Wi-Fi jamming is on the rise

When we last covered the threat of Wi-Fi jamming, the threat was still largely theoretical. Wi-Fi jamming has always been possible, but it has only recently become a real-world problem, as jamming hardware devices have become cheap and widely accessible via online vendors. Even Amazon has come under FCC scrutiny for selling Wi-Fi jammers, and a simple Google search reveals a long list of online vendors selling devices for as little as $5 that can easily block the Wi-Fi on any device.

“No one knows exactly how widespread this issue is. Unfortunately, the technology necessary to jam these signals has become readily available if one looks hard enough,” says John Allison, Director of Public Sector for Checkmarx Security Solutions, which provides security and testing technology to the software industry.

Also known as Wi-Fi “deauthing,” signal jamming works on the simple principle of radio interference. By casting signals that match the Wi-Fi radio spectrum, jammers can interfere with the entire band and prevent any nearby device from getting through.

They can also target a specific device’s connection to your home network, making it harder to detect the problem. These days, most jammers work by targeting a single security device, such as a doorbell camera, and blocking its connection to the network long enough for intruders to get past it without being seen.

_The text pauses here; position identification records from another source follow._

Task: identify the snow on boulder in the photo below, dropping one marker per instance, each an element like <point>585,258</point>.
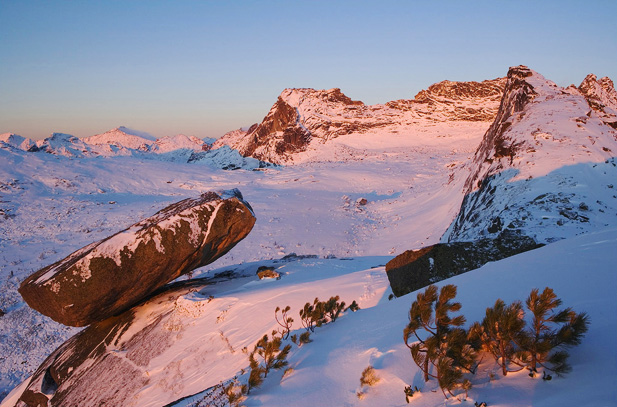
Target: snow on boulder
<point>110,276</point>
<point>15,141</point>
<point>115,352</point>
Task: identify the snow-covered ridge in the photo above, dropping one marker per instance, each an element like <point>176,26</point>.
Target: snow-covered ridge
<point>131,143</point>
<point>545,167</point>
<point>303,118</point>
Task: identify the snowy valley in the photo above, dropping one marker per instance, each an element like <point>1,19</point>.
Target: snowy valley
<point>338,189</point>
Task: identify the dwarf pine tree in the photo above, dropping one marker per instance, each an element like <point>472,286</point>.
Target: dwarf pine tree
<point>501,332</point>
<point>285,322</point>
<point>445,351</point>
<point>544,344</point>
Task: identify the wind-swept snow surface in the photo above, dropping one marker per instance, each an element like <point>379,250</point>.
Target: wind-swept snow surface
<point>351,202</point>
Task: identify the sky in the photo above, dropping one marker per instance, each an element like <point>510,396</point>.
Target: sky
<point>203,68</point>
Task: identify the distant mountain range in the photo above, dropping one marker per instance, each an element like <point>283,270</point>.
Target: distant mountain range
<point>122,141</point>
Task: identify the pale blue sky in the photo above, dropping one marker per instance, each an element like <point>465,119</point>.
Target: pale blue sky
<point>206,67</point>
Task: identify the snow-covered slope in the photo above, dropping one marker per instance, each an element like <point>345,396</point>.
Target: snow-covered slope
<point>10,140</point>
<point>123,137</point>
<point>546,167</point>
<point>126,142</point>
<point>211,328</point>
<point>302,119</point>
<point>361,197</point>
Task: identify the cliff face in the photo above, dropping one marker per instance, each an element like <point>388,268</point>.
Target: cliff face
<point>447,100</point>
<point>301,117</point>
<point>544,166</point>
<point>602,98</point>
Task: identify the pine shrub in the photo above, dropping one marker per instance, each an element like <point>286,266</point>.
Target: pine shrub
<point>551,332</point>
<point>445,352</point>
<point>500,333</point>
<point>285,321</point>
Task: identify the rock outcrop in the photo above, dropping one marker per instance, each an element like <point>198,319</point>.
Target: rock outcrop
<point>602,98</point>
<point>107,363</point>
<point>302,117</point>
<point>448,100</point>
<point>415,269</point>
<point>112,275</point>
<point>542,167</point>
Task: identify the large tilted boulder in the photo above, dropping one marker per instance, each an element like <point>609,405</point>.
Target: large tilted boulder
<point>110,276</point>
<point>416,269</point>
<point>111,362</point>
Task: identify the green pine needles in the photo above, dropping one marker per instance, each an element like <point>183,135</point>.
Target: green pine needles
<point>442,351</point>
<point>445,351</point>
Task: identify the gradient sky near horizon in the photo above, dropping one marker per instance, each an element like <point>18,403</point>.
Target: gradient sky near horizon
<point>203,68</point>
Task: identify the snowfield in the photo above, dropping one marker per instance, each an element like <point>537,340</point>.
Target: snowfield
<point>328,223</point>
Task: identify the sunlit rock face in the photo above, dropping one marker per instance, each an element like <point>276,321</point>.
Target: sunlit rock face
<point>302,117</point>
<point>107,363</point>
<point>109,276</point>
<point>545,166</point>
<point>416,269</point>
<point>602,98</point>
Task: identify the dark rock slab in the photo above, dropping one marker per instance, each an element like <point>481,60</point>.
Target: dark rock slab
<point>106,364</point>
<point>108,277</point>
<point>416,269</point>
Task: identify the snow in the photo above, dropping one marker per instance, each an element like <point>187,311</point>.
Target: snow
<point>411,175</point>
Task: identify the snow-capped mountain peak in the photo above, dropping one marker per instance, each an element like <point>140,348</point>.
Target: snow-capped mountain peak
<point>305,118</point>
<point>122,137</point>
<point>541,166</point>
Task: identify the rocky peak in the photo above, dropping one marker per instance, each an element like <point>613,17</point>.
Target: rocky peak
<point>542,135</point>
<point>303,116</point>
<point>448,100</point>
<point>518,92</point>
<point>602,97</point>
<point>462,90</point>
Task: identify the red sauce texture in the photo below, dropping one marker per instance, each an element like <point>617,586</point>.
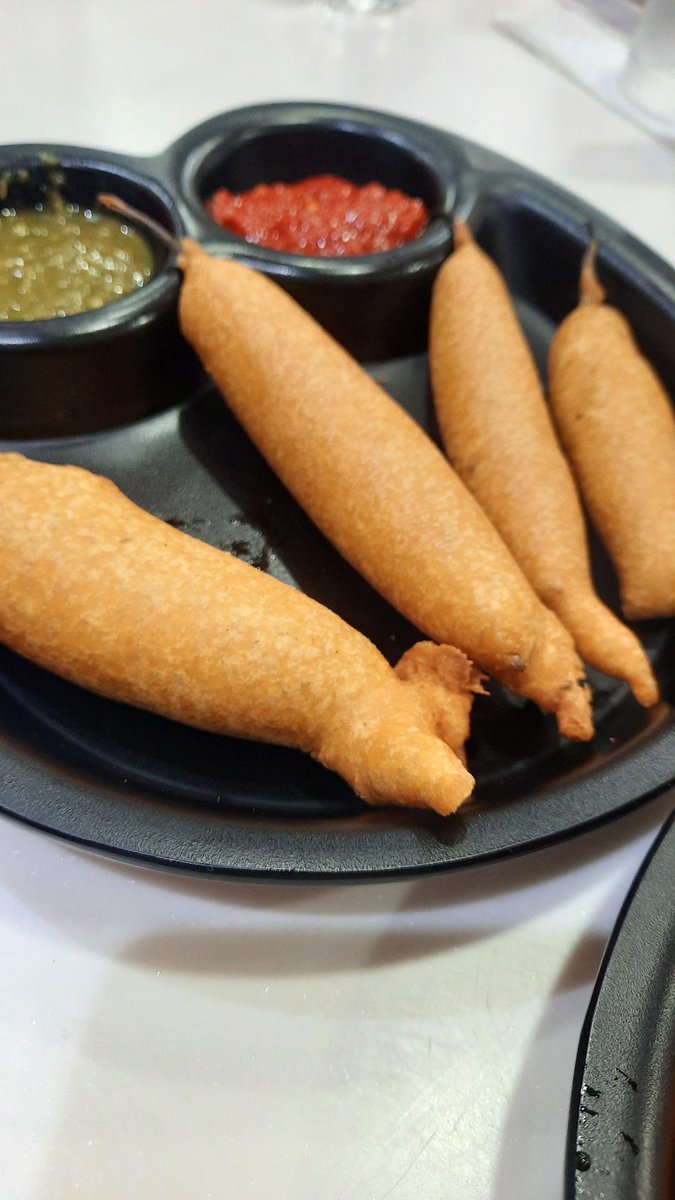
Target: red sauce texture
<point>323,216</point>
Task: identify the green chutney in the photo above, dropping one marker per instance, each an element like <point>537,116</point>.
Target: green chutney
<point>61,258</point>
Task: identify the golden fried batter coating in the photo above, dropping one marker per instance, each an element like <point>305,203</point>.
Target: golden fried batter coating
<point>617,426</point>
<point>108,597</point>
<point>499,435</point>
<point>375,484</point>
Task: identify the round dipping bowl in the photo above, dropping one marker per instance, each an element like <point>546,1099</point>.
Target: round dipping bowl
<point>109,366</point>
<point>376,305</point>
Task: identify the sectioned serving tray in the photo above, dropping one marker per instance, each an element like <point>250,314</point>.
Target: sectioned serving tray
<point>135,785</point>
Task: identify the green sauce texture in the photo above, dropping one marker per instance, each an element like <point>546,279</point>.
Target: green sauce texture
<point>60,258</point>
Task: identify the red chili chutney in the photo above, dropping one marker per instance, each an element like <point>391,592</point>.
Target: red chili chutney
<point>323,216</point>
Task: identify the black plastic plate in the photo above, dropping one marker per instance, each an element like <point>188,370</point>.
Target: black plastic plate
<point>133,785</point>
<point>621,1140</point>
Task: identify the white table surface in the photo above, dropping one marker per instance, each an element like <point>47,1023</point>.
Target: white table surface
<point>165,1037</point>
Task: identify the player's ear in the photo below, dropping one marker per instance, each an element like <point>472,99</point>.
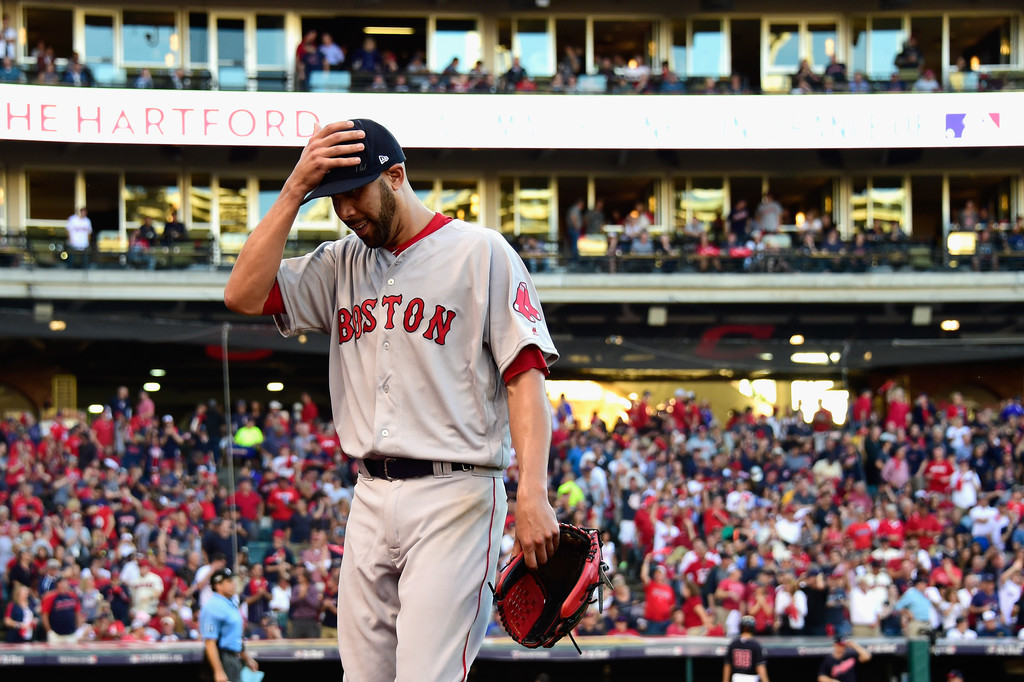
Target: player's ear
<point>395,176</point>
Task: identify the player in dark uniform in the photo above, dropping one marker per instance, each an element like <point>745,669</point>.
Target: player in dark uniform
<point>744,661</point>
<point>841,664</point>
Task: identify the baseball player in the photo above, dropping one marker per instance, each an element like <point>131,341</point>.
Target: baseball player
<point>744,659</point>
<point>438,354</point>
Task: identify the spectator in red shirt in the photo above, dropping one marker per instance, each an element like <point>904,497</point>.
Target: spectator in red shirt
<point>61,613</point>
<point>659,597</point>
<point>892,526</point>
<point>860,533</point>
<point>938,471</point>
<point>310,413</point>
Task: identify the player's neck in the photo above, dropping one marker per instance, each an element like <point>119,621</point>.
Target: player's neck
<point>412,222</point>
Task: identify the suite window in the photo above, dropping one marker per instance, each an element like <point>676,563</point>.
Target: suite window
<point>526,207</point>
<point>201,200</point>
<point>460,200</point>
<point>199,39</point>
<point>982,41</point>
<point>151,195</point>
<point>151,38</point>
<point>701,199</point>
<point>98,39</point>
<point>270,50</point>
<point>51,195</point>
<point>455,38</point>
<point>707,54</point>
<point>879,203</point>
<point>318,212</point>
<point>232,205</point>
<point>51,27</point>
<point>534,44</point>
<point>876,42</point>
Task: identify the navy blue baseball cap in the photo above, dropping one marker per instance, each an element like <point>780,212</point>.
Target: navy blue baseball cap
<point>381,151</point>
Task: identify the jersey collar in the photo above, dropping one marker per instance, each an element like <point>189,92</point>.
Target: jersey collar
<point>435,223</point>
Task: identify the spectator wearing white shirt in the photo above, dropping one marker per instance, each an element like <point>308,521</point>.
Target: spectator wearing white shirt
<point>961,630</point>
<point>965,484</point>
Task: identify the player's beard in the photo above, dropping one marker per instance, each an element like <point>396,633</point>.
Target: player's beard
<point>383,223</point>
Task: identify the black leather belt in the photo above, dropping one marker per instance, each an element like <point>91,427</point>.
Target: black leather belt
<point>393,468</point>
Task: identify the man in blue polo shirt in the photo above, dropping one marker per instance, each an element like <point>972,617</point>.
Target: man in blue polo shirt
<point>220,627</point>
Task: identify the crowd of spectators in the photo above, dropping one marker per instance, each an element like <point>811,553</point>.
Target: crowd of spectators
<point>111,527</point>
<point>377,70</point>
<point>905,519</point>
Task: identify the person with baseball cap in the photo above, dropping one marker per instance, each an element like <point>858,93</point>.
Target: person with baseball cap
<point>840,666</point>
<point>220,627</point>
<point>744,659</point>
<point>438,354</point>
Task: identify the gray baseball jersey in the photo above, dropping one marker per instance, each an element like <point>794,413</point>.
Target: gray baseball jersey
<point>419,340</point>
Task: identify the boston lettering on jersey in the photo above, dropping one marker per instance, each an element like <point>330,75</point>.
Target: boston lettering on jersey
<point>360,318</point>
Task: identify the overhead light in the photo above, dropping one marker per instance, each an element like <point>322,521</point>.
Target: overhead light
<point>810,358</point>
<point>922,315</point>
<point>388,30</point>
<point>657,315</point>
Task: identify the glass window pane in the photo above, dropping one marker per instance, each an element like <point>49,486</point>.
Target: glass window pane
<point>230,42</point>
<point>455,38</point>
<point>51,195</point>
<point>822,43</point>
<point>783,45</point>
<point>51,27</point>
<point>199,42</point>
<point>153,195</point>
<point>150,38</point>
<point>98,38</point>
<point>886,41</point>
<point>534,47</point>
<point>986,39</point>
<point>858,44</point>
<point>460,200</point>
<point>103,199</point>
<point>706,201</point>
<point>232,197</point>
<point>506,209</point>
<point>679,46</point>
<point>706,58</point>
<point>535,206</point>
<point>270,41</point>
<point>201,199</point>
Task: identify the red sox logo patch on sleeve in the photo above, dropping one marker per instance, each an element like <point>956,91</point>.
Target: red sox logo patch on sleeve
<point>523,305</point>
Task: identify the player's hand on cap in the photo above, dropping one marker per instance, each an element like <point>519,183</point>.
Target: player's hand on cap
<point>328,147</point>
<point>536,529</point>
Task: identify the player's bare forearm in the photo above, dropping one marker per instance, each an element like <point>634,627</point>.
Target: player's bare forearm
<point>256,266</point>
<point>529,422</point>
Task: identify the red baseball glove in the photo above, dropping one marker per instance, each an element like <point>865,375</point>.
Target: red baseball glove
<point>539,607</point>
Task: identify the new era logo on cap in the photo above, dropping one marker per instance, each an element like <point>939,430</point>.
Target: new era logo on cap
<point>381,151</point>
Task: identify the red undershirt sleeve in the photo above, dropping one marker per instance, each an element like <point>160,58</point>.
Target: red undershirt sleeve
<point>528,358</point>
<point>274,304</point>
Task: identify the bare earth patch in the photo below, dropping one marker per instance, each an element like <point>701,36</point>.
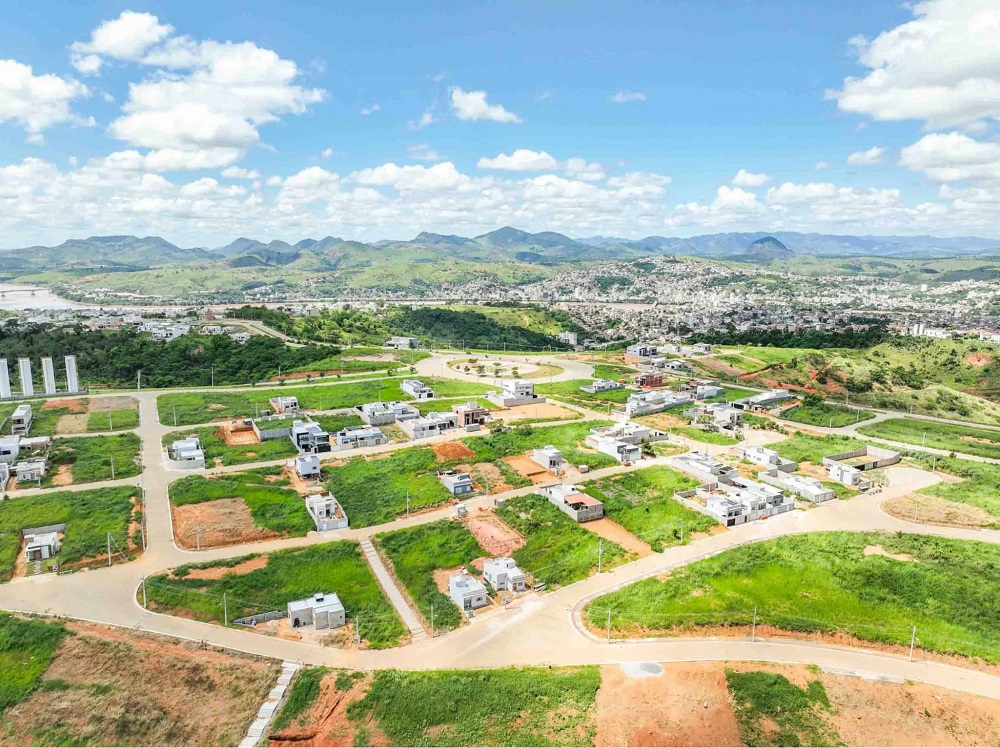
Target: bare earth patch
<point>493,534</point>
<point>218,523</point>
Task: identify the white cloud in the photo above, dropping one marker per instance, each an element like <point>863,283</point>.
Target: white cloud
<point>580,168</point>
<point>521,159</point>
<point>37,102</point>
<point>942,67</point>
<point>745,178</point>
<point>624,97</point>
<point>472,106</point>
<point>123,38</point>
<point>205,103</point>
<point>423,152</point>
<point>866,158</point>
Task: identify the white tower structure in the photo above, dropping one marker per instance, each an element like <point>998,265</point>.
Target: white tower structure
<point>27,386</point>
<point>72,381</point>
<point>48,376</point>
<point>4,379</point>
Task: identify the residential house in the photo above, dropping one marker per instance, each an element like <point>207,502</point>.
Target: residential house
<point>322,610</point>
<point>503,575</point>
<point>467,592</point>
<point>570,500</point>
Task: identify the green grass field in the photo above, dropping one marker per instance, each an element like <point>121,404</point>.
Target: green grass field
<point>642,503</point>
<point>89,517</point>
<point>417,552</point>
<point>289,575</point>
<point>825,582</point>
<point>113,420</point>
<point>557,550</point>
<point>963,439</point>
<point>90,458</point>
<point>826,414</point>
<point>26,648</point>
<point>509,706</point>
<point>240,454</point>
<point>272,505</point>
<point>202,407</point>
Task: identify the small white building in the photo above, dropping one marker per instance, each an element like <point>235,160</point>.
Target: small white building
<point>548,457</point>
<point>417,389</point>
<point>467,592</point>
<point>324,611</point>
<point>307,466</point>
<point>503,575</point>
<point>514,392</point>
<point>186,453</point>
<point>326,512</point>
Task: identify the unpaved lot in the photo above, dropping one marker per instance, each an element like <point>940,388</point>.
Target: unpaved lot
<point>494,535</point>
<point>218,523</point>
<point>114,687</point>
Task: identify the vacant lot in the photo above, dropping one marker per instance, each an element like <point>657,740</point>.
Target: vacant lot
<point>79,684</point>
<point>417,553</point>
<point>557,550</point>
<point>89,517</point>
<point>89,459</point>
<point>274,508</point>
<point>642,503</point>
<point>971,441</point>
<point>869,586</point>
<point>202,407</point>
<point>288,575</point>
<point>826,414</point>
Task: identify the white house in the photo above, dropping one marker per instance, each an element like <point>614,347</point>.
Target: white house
<point>307,466</point>
<point>570,500</point>
<point>502,574</point>
<point>417,389</point>
<point>514,392</point>
<point>326,511</point>
<point>548,457</point>
<point>324,611</point>
<point>467,592</point>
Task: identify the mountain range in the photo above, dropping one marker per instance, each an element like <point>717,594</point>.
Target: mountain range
<point>128,253</point>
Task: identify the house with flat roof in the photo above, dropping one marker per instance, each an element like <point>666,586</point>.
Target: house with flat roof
<point>569,499</point>
<point>467,592</point>
<point>322,610</point>
<point>514,392</point>
<point>307,466</point>
<point>20,420</point>
<point>503,575</point>
<point>326,511</point>
<point>310,437</point>
<point>548,457</point>
<point>382,414</point>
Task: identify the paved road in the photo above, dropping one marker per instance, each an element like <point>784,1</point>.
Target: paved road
<point>540,629</point>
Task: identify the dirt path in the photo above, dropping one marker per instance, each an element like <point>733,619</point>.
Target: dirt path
<point>611,530</point>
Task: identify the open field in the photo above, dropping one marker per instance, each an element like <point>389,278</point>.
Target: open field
<point>557,550</point>
<point>417,553</point>
<point>273,506</point>
<point>870,586</point>
<point>642,503</point>
<point>88,459</point>
<point>89,516</point>
<point>196,590</point>
<point>218,453</point>
<point>202,407</point>
<point>89,685</point>
<point>973,441</point>
<point>826,414</point>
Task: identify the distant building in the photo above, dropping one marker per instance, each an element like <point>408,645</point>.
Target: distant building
<point>324,611</point>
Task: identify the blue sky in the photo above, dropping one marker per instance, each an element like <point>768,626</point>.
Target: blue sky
<point>380,121</point>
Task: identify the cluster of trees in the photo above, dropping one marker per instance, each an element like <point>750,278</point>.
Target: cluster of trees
<point>114,358</point>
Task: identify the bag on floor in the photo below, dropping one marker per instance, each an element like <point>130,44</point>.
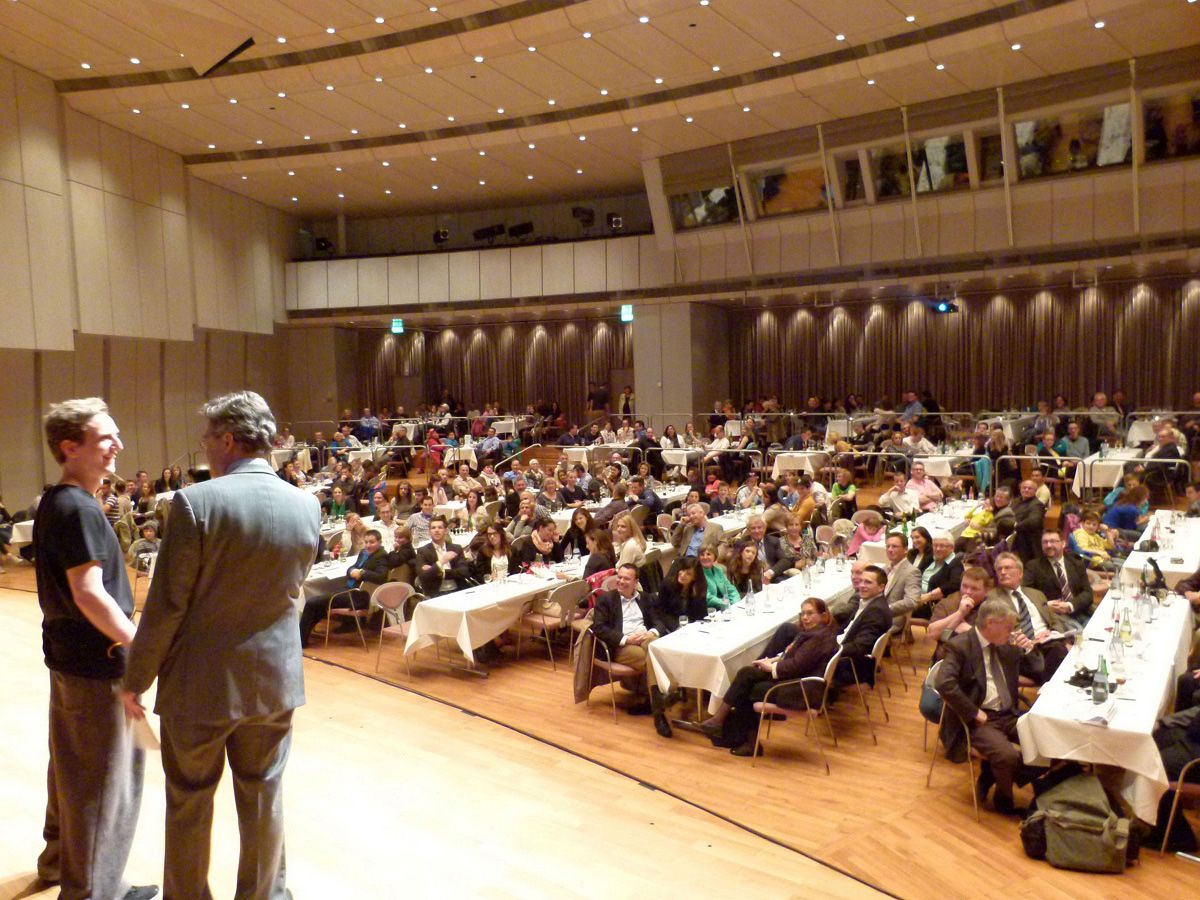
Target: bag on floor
<point>1075,828</point>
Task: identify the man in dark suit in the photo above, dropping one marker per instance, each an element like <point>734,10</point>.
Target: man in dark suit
<point>870,622</point>
<point>1035,618</point>
<point>220,631</point>
<point>441,565</point>
<point>978,681</point>
<point>1062,579</point>
<point>625,622</point>
<point>370,568</point>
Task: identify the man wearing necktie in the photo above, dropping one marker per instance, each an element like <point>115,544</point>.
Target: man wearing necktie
<point>1035,618</point>
<point>978,681</point>
<point>1062,579</point>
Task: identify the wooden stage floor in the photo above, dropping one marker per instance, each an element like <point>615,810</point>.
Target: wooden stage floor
<point>388,786</point>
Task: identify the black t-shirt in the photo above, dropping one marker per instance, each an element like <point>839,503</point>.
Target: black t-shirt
<point>71,531</point>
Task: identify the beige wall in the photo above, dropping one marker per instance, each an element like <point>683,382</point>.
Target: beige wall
<point>126,279</point>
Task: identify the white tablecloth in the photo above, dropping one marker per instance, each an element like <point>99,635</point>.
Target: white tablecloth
<point>1053,730</point>
<point>1180,550</point>
<point>807,461</point>
<point>709,654</point>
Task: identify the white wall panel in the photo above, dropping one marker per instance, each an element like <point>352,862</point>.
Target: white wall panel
<point>433,277</point>
<point>527,271</point>
<point>495,274</point>
<point>41,145</point>
<point>402,281</point>
<point>465,276</point>
<point>343,282</point>
<point>373,282</point>
<point>17,298</point>
<point>558,269</point>
<point>591,267</point>
<point>49,257</point>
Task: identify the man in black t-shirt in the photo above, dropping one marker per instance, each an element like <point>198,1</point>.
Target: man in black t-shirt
<point>95,773</point>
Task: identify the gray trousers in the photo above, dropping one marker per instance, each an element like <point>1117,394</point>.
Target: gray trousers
<point>94,791</point>
<point>193,756</point>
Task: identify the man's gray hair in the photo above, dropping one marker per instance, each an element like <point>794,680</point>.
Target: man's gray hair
<point>69,421</point>
<point>246,417</point>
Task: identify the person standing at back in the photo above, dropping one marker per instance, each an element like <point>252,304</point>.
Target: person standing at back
<point>221,633</point>
<point>94,783</point>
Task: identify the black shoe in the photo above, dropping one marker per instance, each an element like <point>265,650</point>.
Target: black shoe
<point>663,726</point>
<point>747,749</point>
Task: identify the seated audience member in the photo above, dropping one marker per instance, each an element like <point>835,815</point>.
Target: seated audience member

The prevalence of Wi-Fi jammers is growing, and their documented use in home invasion crimes has been expanding. In fact, the Los Angeles Police Department issued a warning to LA residents in March after a series of break-ins involving jammers.

In February, South American gangs were reportedly carrying out organized burglary sprees in Arizona by placing jammers in neighborhoods to orchestrate break-ins. The threat is no longer merely theoretical, but very real.

Still, even as we’re seeing a few high-profile news reports of jammers being used in burglaries this year, there are several good reasons to remain calm. Put into perspective, Wi-Fi jammers have been used in only a tiny fraction of home invasion crimes in North America to date.

In fact, the overwhelming majority of home break-ins involve no electronic sophistication at all. So, while a handful of emerging reports point to the use of Wi-Fi jammers, we’re not in the throes of a sweeping trend.

“For consumers, the question goes to whether the risk to their security systems is sufficient to justify using a fully wired security system that is immune to jamming, or whether the convenience of a wireless security system outweighs that risk,” says John Allison of Checkmarx. “I think the big challenge is that most consumers probably are unaware that they are even accepting this risk when they decide on which system to purchase.”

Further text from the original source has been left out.